Robert no se inmutó.

—Sabía que vendrías.

Emma lo miró con incredulidad.

—¿Qué?

Robert sonrió con arrogancia.

—Eres predecible, Emma. Sabía que ibas a aparecer aquí tarde o temprano.

Emma lo fulminó con la mirada.

—Sigues siendo un arrogante.

—Y tú sigues mintiéndote a ti misma.

Emma sintió su corazón acelerarse.

Porque él tenía razón.

Y lo supo cuando Robert llevó una mano a su cintura, atrapándola entre él y la pared.

—Dime que no sientes nada, Emma —susurró con voz grave—. Dímelo y te dejo ir.
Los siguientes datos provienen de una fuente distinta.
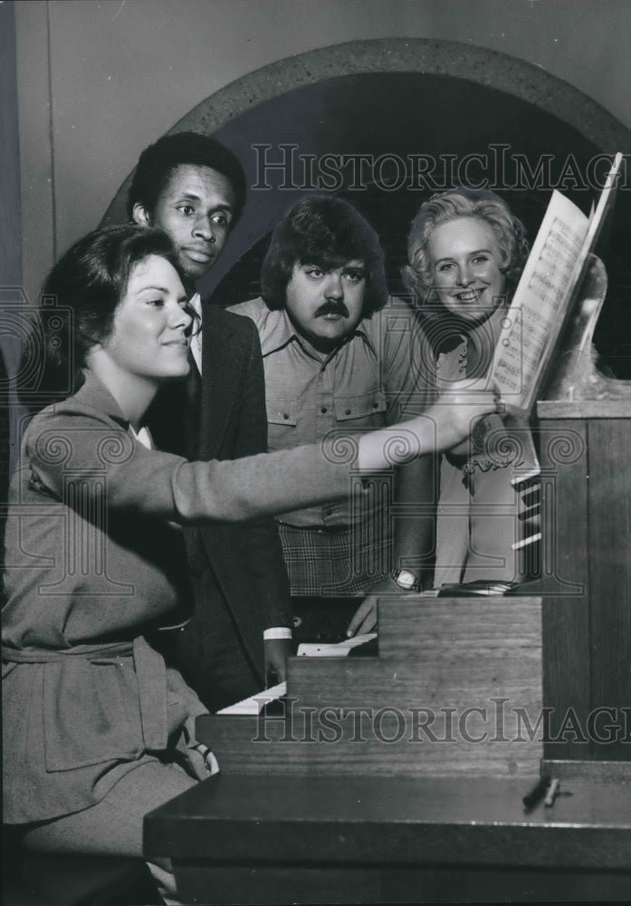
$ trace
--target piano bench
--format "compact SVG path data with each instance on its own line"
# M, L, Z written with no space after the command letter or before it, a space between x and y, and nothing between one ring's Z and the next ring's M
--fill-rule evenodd
M5 906L148 906L159 897L140 859L20 852L4 871Z

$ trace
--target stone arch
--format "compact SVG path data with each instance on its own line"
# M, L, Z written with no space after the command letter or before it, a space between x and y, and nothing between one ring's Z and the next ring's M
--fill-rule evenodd
M361 188L353 188L349 165L340 186L330 180L317 186L345 194L373 222L386 247L391 287L398 292L411 217L431 193L432 178L438 188L443 177L452 183L464 181L458 178L463 173L457 166L466 156L486 155L486 165L471 159L466 176L494 181L532 235L552 188L564 174L566 182L559 188L587 210L595 194L588 186L589 161L616 150L631 153L629 130L560 79L495 51L422 38L354 41L278 61L211 94L168 131L183 130L212 133L225 141L240 156L250 185L256 187L222 258L202 285L224 304L256 294L269 230L297 193L317 185L317 179L304 178L306 156L312 157L316 167L326 155L366 154L374 160L389 154L405 160L406 180L399 188L384 188L397 178L394 159L390 169L381 173L384 185L378 184L368 168ZM263 152L254 145L270 147ZM272 188L262 188L262 155L268 161L283 160L283 145L296 146L292 152L296 166L289 180L296 188L283 186L286 169L269 170L263 181ZM416 183L410 181L415 164L409 159L414 155L437 162L435 178L425 172ZM536 177L546 155L552 158L550 176L544 168L539 179L531 180L533 185L522 173L511 180L506 171L506 165L514 170L515 160L522 159ZM449 161L455 168L451 174ZM128 186L129 178L104 222L125 218ZM612 363L628 359L631 346L631 318L626 313L631 285L628 194L618 197L607 262L609 298L598 328L605 344L612 347ZM239 267L234 266L237 262ZM626 323L622 332L621 318Z

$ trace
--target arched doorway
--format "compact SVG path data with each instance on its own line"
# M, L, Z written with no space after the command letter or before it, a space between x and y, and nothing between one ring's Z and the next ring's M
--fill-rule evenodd
M534 236L554 188L586 212L598 156L631 152L631 133L566 82L523 61L453 42L351 42L280 61L211 95L169 131L213 133L252 187L242 221L202 289L221 304L258 294L269 231L301 192L338 191L372 222L401 292L406 236L432 191L485 183ZM278 166L274 166L278 165ZM626 178L631 186L631 175ZM104 220L124 218L127 183ZM631 195L618 193L597 342L631 378Z

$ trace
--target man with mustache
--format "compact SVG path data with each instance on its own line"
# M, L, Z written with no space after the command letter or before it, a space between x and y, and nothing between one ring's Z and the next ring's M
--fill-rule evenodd
M187 292L219 257L245 202L240 161L209 136L163 136L140 155L129 217L170 236ZM197 297L198 299L198 297ZM163 450L192 459L236 459L267 448L261 346L253 325L198 305L187 382L166 387L150 429ZM272 519L206 523L185 531L192 619L164 633L169 656L210 710L284 680L293 650L287 573ZM170 638L169 638L170 636Z
M294 204L273 231L261 282L262 298L229 310L259 331L271 450L395 424L430 404L414 313L388 298L378 237L348 202L307 196ZM369 631L378 593L421 589L431 566L433 488L433 464L423 457L376 478L368 507L366 495L350 491L333 506L279 517L294 638ZM393 491L406 518L391 518Z

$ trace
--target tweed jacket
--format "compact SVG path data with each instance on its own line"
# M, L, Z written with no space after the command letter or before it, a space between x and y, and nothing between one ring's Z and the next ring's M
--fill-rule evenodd
M177 524L271 516L347 486L348 464L317 448L189 463L129 429L88 372L26 432L5 555L8 823L86 808L148 753L194 741L205 708L151 643L188 612Z

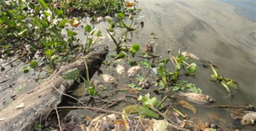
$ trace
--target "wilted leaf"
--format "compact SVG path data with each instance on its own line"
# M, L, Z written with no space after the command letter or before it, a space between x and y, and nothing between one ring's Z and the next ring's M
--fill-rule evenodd
M75 79L79 77L79 71L77 68L63 73L61 76L66 80Z
M0 118L0 121L4 121L5 120L5 118Z
M178 103L180 104L182 107L191 110L194 114L195 114L197 112L197 110L193 105L184 100L180 100Z
M165 131L168 130L169 123L166 120L153 120L153 130L154 131Z
M189 74L192 74L197 72L197 64L195 63L190 64L186 68L186 73Z
M158 114L145 107L140 106L137 109L137 111L139 113L147 117L154 118L156 119L158 119L159 118L159 115Z
M19 105L18 105L17 106L16 106L14 109L19 109L19 108L23 108L25 107L25 104L24 104L24 102L21 103Z

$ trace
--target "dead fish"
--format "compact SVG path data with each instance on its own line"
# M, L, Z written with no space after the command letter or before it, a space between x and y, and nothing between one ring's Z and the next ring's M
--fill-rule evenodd
M128 69L128 71L127 72L127 73L128 73L128 76L131 77L134 76L140 69L140 66L135 66L130 68L129 69Z
M105 82L111 83L113 86L117 85L116 80L113 76L106 74L100 74L99 76L102 78Z
M147 89L150 87L151 85L151 83L147 78L142 79L139 82L139 86L141 87L142 89Z
M124 74L124 73L125 73L125 67L124 67L124 66L120 64L118 64L116 66L116 71L117 72L117 73L121 75Z
M191 59L199 59L199 58L197 57L197 56L192 53L187 52L186 51L183 51L181 52L181 54Z
M99 81L99 80L91 80L91 85L97 89L104 88L104 85L103 84L102 82Z
M233 119L242 119L243 113L246 110L245 108L239 108L232 110L230 113L230 117Z
M178 92L181 96L185 97L189 101L198 104L205 104L214 103L216 100L210 96L195 93L185 93L181 91Z
M256 112L248 112L245 114L241 120L241 123L243 125L248 125L254 124L256 120Z

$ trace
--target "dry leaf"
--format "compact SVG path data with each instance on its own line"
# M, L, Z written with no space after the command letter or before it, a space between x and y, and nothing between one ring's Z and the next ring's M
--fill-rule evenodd
M188 53L186 51L181 52L181 54L185 57L189 57L191 59L199 59L199 58L197 57L196 55L190 53Z
M197 110L195 108L195 107L191 104L189 104L188 102L183 100L180 100L178 103L180 104L182 107L189 109L193 112L194 114L195 114L197 113Z
M24 104L24 102L21 103L19 104L18 105L16 106L14 109L19 109L19 108L24 108L26 106L25 104Z
M127 7L132 7L132 6L133 6L134 5L134 3L128 2L125 3L125 4L124 4L124 6Z
M5 118L0 118L0 121L4 121L5 120Z
M153 120L153 130L154 131L164 131L167 130L169 126L169 123L166 120Z

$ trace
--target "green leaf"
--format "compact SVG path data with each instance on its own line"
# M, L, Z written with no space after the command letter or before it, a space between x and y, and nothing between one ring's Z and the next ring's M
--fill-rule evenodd
M89 25L86 25L84 30L89 33L92 31L92 27Z
M98 31L98 32L97 32L96 36L97 37L99 37L101 35L101 31L100 30Z
M157 106L158 104L158 101L157 101L157 98L156 97L154 97L148 100L143 102L144 106L147 106L147 105L150 105L152 106L156 107Z
M192 74L197 72L197 64L195 63L190 64L186 68L186 73L189 74Z
M30 67L28 66L24 66L22 68L22 71L24 73L28 73L29 70L30 70Z
M88 89L86 91L86 92L91 96L95 96L96 94L96 92L94 87L90 86Z
M44 14L46 16L46 17L48 17L49 15L49 13L47 11L44 11Z
M92 42L93 42L93 39L92 38L88 38L88 39L87 39L87 44L90 45L91 44L92 44Z
M80 76L79 71L77 68L61 74L61 76L66 80L74 80Z
M39 4L40 4L40 5L41 6L41 8L43 10L47 10L48 5L44 0L38 0Z
M120 13L118 13L117 14L117 16L118 16L118 17L119 17L121 19L123 19L123 13L122 12L120 12Z
M139 113L147 117L154 118L156 119L158 119L159 118L159 115L158 114L145 107L139 107L137 109L137 111Z
M115 59L118 59L122 58L123 58L123 57L124 57L124 54L123 54L122 53L120 53L120 54L119 54L116 55L116 57L115 57Z
M45 54L49 57L50 60L52 60L52 56L54 53L55 50L54 49L49 49L45 51Z
M143 66L145 68L150 68L150 64L147 60L142 60L140 61L140 65Z
M32 60L29 63L29 66L31 68L35 69L37 68L38 64L36 61Z
M134 43L132 46L133 49L134 49L136 51L138 51L140 50L140 45L138 43Z
M64 28L67 21L68 19L67 18L62 18L59 22L59 27L62 28Z

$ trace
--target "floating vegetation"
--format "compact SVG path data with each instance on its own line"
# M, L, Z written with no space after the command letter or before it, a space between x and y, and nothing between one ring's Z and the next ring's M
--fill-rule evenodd
M185 108L195 115L198 112L195 105L216 107L212 105L216 101L215 98L203 94L203 88L186 80L187 77L194 77L200 72L198 66L202 62L201 58L180 50L178 50L177 53L172 49L166 50L167 57L158 55L156 51L158 37L154 33L151 34L152 39L145 47L133 42L133 34L142 29L144 24L138 18L141 9L137 7L136 1L9 1L0 3L0 58L16 56L28 62L29 64L22 68L25 73L33 69L37 71L44 70L51 74L54 70L74 61L81 54L93 51L102 35L101 31L91 25L83 25L83 37L86 39L80 41L73 29L82 25L79 16L90 16L93 21L97 22L103 20L103 17L107 18L107 35L113 41L111 43L115 49L103 62L101 69L97 71L97 77L100 79L90 79L89 74L91 71L84 59L83 64L86 76L80 75L77 68L60 74L65 80L83 82L73 95L81 98L85 97L83 100L86 105L66 95L78 102L72 103L77 106L55 107L57 124L47 122L49 119L46 119L45 126L40 125L41 121L39 123L35 122L35 129L220 129L216 126L200 128L186 112L180 110L180 107ZM120 33L114 35L116 29L119 30ZM229 88L238 89L238 83L220 76L216 66L206 62L214 72L210 75L214 81L220 81L229 94ZM4 71L4 68L2 68L2 70ZM165 95L163 96L164 97L160 98L160 94ZM116 110L122 103L125 104ZM92 107L89 106L90 104ZM95 105L96 107L93 106ZM25 106L22 103L16 107ZM237 107L231 105L216 106ZM246 107L247 110L253 110L251 107ZM92 118L86 114L78 121L74 116L66 117L65 121L70 121L61 124L58 113L59 110L57 110L65 108L90 110L97 114ZM122 112L111 109L121 110ZM103 114L97 115L98 112ZM242 124L252 124L254 116L254 112L245 115ZM4 120L1 118L0 121Z

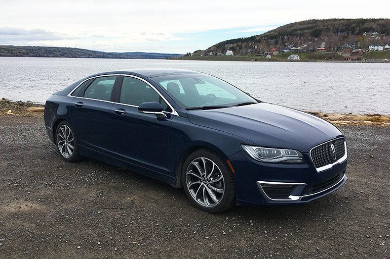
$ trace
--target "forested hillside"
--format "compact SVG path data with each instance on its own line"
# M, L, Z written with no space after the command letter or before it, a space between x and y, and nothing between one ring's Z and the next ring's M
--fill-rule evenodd
M284 25L262 34L225 40L193 55L224 54L228 48L235 55L246 55L264 53L273 48L280 50L288 46L313 51L317 47L329 50L345 45L368 48L371 44L389 42L388 19L309 20Z
M144 52L107 53L83 48L61 47L0 45L0 57L92 58L101 59L168 59L180 54Z

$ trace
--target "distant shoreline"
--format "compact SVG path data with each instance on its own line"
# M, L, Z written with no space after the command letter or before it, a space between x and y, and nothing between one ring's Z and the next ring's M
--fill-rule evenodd
M192 56L171 58L173 60L194 60L202 61L249 61L252 62L324 62L335 63L385 63L390 64L389 61L383 60L346 61L346 60L299 60L266 59L260 57L247 56Z
M11 112L9 111L11 110ZM45 105L30 101L13 101L5 98L0 99L0 116L42 117ZM302 111L336 125L372 125L390 127L390 116L380 114L346 114Z

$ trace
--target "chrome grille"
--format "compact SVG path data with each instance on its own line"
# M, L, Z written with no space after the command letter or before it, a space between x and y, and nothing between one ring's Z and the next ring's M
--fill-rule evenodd
M316 168L332 164L342 158L345 153L345 141L344 138L336 138L313 148L310 151L310 156ZM335 157L331 147L332 144L334 147Z

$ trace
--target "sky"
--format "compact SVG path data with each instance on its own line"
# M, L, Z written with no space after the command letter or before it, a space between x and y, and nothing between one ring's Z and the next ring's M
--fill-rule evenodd
M2 2L0 45L107 52L183 54L305 20L390 18L388 1L371 11L367 1L353 4L325 1L321 5L313 0Z

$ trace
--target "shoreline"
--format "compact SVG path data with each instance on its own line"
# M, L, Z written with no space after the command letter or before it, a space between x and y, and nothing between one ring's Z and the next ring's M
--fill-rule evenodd
M8 112L11 110L11 113ZM45 105L31 101L0 99L0 116L43 117ZM336 125L373 125L390 127L390 116L381 114L352 114L305 111Z
M248 56L192 56L171 58L169 60L191 60L199 61L249 61L252 62L324 62L334 63L384 63L390 64L389 61L383 60L347 61L324 60L292 60L283 59L266 59L261 57Z

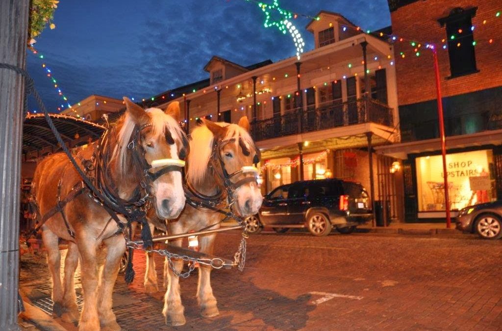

Emma abrió la boca para responder.

Pero no pudo.

Porque era mentira.

Y ambos lo sabían.

Robert sonrió lentamente.

—Eso pensé.

Y entonces, se inclinó y la besó.

No hubo duda.

No hubo espacio para el arrepentimiento.

Solo una explosión de todo lo que habían estado conteniendo.

Emma se aferró a su camisa sin pensarlo, tirando de él, dejándose consumir.

Porque, aunque había intentado huir de esto…

Lo único que había logrado era desearlo más.

El beso no fue suave.

No fue un experimento ni una prueba.

Fue una guerra.

Una lucha de orgullo, de deseo contenido, de días enteros tratando de fingir que no sentían nada.

Robert no la besó con duda, sino con la certeza de alguien que sabía exactamente lo que quería.

Y Emma…

Emma simplemente se dejó arrastrar.

Su espalda golpeó la pared con suavidad, pero no le importó.

Porque la forma en la que Robert la sujetaba por la cintura, la manera en la que su cuerpo la cubría por completo…

Le robaba el aire.

Sus manos viajaron instintivamente hasta el cuello de su camisa, sujetándolo con fuerza, como si temiera que se alejara.

Pero Robert no iba a alejarse.

No después de haber esperado tanto.

No después de todas las veces que ella le había dado la espalda.

Emma sintió cómo las manos de Robert se deslizaban con desesperación por su cintura, subiendo lentamente hasta enredarse en su cabello.